Thanks to Avram Guiterrez, Kenneth Jhon Remo and Aster Niel Abellano (PUP student-OJTs) for pointing out this typographical error.
- The signs in equations (25), (26) and (28) have been inadvertently interchanged.
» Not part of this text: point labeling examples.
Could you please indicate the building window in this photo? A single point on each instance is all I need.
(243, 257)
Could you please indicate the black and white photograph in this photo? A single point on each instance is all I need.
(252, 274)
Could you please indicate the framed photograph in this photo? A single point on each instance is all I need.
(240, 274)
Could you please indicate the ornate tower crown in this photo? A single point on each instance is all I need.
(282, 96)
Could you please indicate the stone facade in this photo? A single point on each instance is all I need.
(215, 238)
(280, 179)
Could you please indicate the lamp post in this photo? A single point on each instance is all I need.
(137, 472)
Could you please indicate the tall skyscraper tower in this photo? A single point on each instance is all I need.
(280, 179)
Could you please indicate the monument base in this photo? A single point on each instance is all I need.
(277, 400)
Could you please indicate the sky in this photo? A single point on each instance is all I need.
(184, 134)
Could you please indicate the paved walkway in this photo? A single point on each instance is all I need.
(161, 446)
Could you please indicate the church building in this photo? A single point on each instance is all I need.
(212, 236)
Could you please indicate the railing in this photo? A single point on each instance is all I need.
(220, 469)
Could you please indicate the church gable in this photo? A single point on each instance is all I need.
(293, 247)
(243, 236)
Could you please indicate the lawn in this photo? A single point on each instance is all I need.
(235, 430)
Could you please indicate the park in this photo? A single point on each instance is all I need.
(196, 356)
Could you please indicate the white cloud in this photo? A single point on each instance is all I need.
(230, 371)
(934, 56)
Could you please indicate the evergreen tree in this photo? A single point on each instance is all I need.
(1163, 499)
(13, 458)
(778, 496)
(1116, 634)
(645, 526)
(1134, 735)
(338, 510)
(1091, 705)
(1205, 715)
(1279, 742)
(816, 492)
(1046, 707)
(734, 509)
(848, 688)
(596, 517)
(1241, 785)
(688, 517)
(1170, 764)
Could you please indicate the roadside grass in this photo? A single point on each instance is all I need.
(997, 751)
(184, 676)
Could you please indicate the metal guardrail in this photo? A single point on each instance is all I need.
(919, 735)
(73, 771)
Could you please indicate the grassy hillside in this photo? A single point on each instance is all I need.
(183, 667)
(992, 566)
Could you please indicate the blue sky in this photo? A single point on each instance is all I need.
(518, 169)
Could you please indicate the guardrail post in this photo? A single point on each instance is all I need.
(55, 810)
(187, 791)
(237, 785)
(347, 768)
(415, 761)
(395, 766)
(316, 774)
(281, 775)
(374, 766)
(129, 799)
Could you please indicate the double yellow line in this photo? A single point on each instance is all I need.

They should read $\setCounter{24}$
\begin{equation}\label{boundary1}
\Phi^{+}(x_0)= \#\!\!\!\int_a^b \frac{f(x)}{(x-x_0)^{n+1}} \mbox{d}x + i \pi \frac{f^{(n)}(x_0)}{n!} .
\end{equation}\begin{equation}\label{boundary2}
\Phi^{-}(x_0)= \#\!\!\!\int_a^b \frac{f(x)}{( x-x_0)^{n+1}} \mbox{d}x – i \pi \frac{f^{(n)}(x_0)}{n!} ,
\end{equation}
$\setCounter{27}$\begin{eqnarray}
\Phi^{\pm}(x_0)=\mathrm{Int}^{\mp}(x_0) .
\end{eqnarray}